Cecile Richards, former Planned Parenthood president, says Trump administration is 'putting politics ahead of the lives of women'
Cecile Richards’s last day as the president of Planned Parenthood was in April, but she’s spent every day since continuing to fight on behalf of women across America. “I think it’s a frightening time for women, but it’s also an exciting time,” Richards tells Yahoo Lifestyle of the political climate in this country. “Women aren’t asking for permission, they’re just going.”
Asking for permission is something Richards has never done, a personal ethos reiterated in the title of her memoir, Make Trouble, which came out earlier this year. “Start before you’re ready,” Richards says of her book’s main theme. “I think we women always think we have to be perfect, we have to know everything, we have to have all these certain experiences [before we do something]. This is a moment in which more and more women — we’re seeing record numbers of women running for office, many of whom never thought they would do that — are just jumping in.”
Jumping in and making an impact are two things to which Richards has dedicated her life. When she was growing up in the traditionally conservative state of Texas, Richards’s parents were Democrats heavily involved in state politics. Her mother, Ann, eventually became governor of the state and a feminist icon in her own right.
A post shared by Cecile Richards (@cecilerichards) on Apr 6, 2018 at 6:33am PDT
Richards started her career as an organizer, hopscotching all over the country with her husband, Kirk, and their children to New Orleans, California, Texas, and Washington, D.C., to fight for the rights of hotel workers, nursing-home workers, and janitors, as well as public education, and to eventually work on her mother’s campaign. Richards also worked for Nancy Pelosi when Pelosi was the Democratic whip. In 2006, the family moved to New York when Richards was named the president of Planned Parenthood.
Richards left a profound legacy at the organization she helmed for over a decade — most notably alongside President Obama helping to secure free birth-control coverage for every woman with health insurance and influencing the national trend toward historically low teen-pregnancy rates.
As the Trump administration now seeks to undo the work Richards and Planned Parenthood have done, the 60-year-old Richards is doing everything she can to protect women’s rights, particularly their access to health care. “The government is trying to end the teen-pregnancy-prevention program for politics purposes — not because it’s good for young people,” Richards says. “When politicians put politics above women’s health care, it’s just discouraging.”
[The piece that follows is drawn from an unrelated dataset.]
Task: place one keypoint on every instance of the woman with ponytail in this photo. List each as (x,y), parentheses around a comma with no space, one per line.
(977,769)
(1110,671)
Since leaving Planned Parenthood, Richards has been traveling around the country, working hard to change the political makeup and bring more women into power. “Women are the most powerful political, economic, cultural force in the country, and that’s really the work that I’m focused on right now. How do we ensure that every single woman in this country is registered to vote, participates in our democracy; how do we make sure that we begin to really rethink our economy so that women are considered a fundamental part of it and things like pregnancy and childbirth aren’t considered a nuisance but, in fact, a celebration?” she says. “Things are going to change in this country and women are going to be the agents of that change.”
For now, there are very serious obstacles being thrown in the face of that promised change, most notably, according to Richards, what’s happening in Congress with the threat to the national family-planning program, as well as on the judiciary level with the nomination of Brett Kavanaugh to the Supreme Court.
“President Trump said he would only nominate justices who would overturn Roe v. Wade. His goal is to gut Roe and criminalize women seeking abortions. That is his goal,” she says. “The right to legal abortions has existed in this country for more than 40 years, and they’re poised to appoint a justice to the court who would be the fifth vote they’ve been waiting for a long, long time.” Kavanaugh would, in theory, be that fifth vote that could potentially overturn Roe v. Wade.
“Abortion existed long before Roe v. Wade, it was simply unsafe and illegal and young, healthy women died in emergency rooms all across this country,” she says. “I still meet doctors who remember those days. We cannot go back to a time when women’s lives were at risk, but I fear that by putting politics ahead of the lives of women, that is what this administration is going to do.”
Richards is trying to thwart the efforts of the administration and focus on electing Democrats, particularly women, to office in the midterms. “I do feel like women are coming into their own and are really just seeking a country where they can fully participate, raise their families, support each other, and just feel good about the world,” she says. “We’re going to get there. I mean, there’s going to be some misery between now and then, but talking to women around the U.S., I feel wildly optimistic.”
Richards says the question she’s asked most frequently by women across this country is: “How can I make a difference?”
Many people think the way Richards can make the most difference is by running for office herself. “I don’t have any plans right now, I just don’t know,” she says about her own political aspirations. “I’m going to get through this November election; it’s certainly not my plan. Never say never, but there are so many exciting women running for office right now, it’s really fun being out there trying to help them.”
Summing up her hopes for the future, Richards adds, “If women could really be empowered to participate in the workforce, to be in political office, to live out their dream in whatever way, our country would be so much stronger, our democracy would be so much stronger, and anything I can do to help make that happen will be a great honor.” Sounds mighty campaign ready and worthy.